…giving thanks is a sacrifice that truly honors me. Psalm 50:23 NLT
Has it ever seemed surprising to you that God made the Israelites wander in the wilderness for 40 years just for grumbling and complaining? My sons may have spent 40 minutes in their rooms for griping, but 40 years? That’s some severe discipline!
One thing is crystal clear from this biblical account: God is obviously not pleased with grumbling, ungrateful hearts. And we should not tolerate grumbling either—in ourselves or in our children.
Being grateful is a choice that we readily and ritually express on Thanksgiving Day. But what do we do on other days of the year when the mood is less festive or the atmosphere is more ordinary?
I like the contented way the Pilgrims approached life. They did not allow their feelings or circumstances to determine whether or not they would exercise gratitude and thanksgiving. They believed that God was in control—“providence,” they called it. Following this belief to its logical conclusion, they responded to challenges with a perspective that said, “God has allowed this for our good.” They chose to believe—rightly so—that their dependence on a holy, faithful God was well placed and that even though much was against them, there was always much more for which to be grateful.
God hates it when we grumble and gripe … but He loves it when we praise and give thanks. As we begin to live a life of thankfulness to God, He begins to work, even through the toughest trials and tests of faith. Paul and Silas were beaten and thrown into prison … and they sang a hymn of praise to the Lord. And when they finished singing, the Lord sent a jailhouse rock, and the prison doors were opened. You mark it down: God does miracles on our behalf when we choose to thank Him and praise Him, even in the deepest, darkest pit.
It’s hard to be grateful in difficulties, but it’s not impossible. Daniel “prayed and gave thanks” (Daniel 6:10 NKJV), knowing that his life was in danger. Jonah called out “with the voice of thanksgiving” (Jonah 2:9 NKJV) while inside a fish! These examples, coupled with God’s promise that He will work all things together for our good and His glory (Romans 8:28), can inspire us to be thankful in all things.

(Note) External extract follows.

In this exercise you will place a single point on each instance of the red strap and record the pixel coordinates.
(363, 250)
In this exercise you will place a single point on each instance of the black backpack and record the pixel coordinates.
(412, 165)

Paul tells us, “And God is able to bless you abundantly, so that in all things at all times, having all that you need, you will abound in every good work.” (2 Corinthians 9:8)
It is sad to see Christians who always seem to be stressed out, dissatisfied, depressed, and unhappy about their circumstances. Are we giving thanks to God every day for His grace?
Make the choice today to take your eyes off yourself and your circumstances, gratefully acknowledging who God is and what He is doing. Deny yourself the right to complain, embracing instead the deep-seated joy of thanksgiving… in all things.
A Prayer You May Need to join me in praying:
Dear God, I hate to say it, but I have been guilty of grumbling and griping about all my problems and trials. I have failed to be thankful and to remember that You are at work in my life, even through all the troubles. Please forgive me, God. I want to be a person who keeps my eyes on You and praises You, no matter what may come my way. So, thank you God for these blessings (name them) and these challenges (name them). I know You are in control of all things. I know You love me and work all things together for my good. I choose to trust You, Lord. Teach me to be a “praiser” who always finds the good … and not a complainer who always finds the bad. In Jesus’ name, Amen.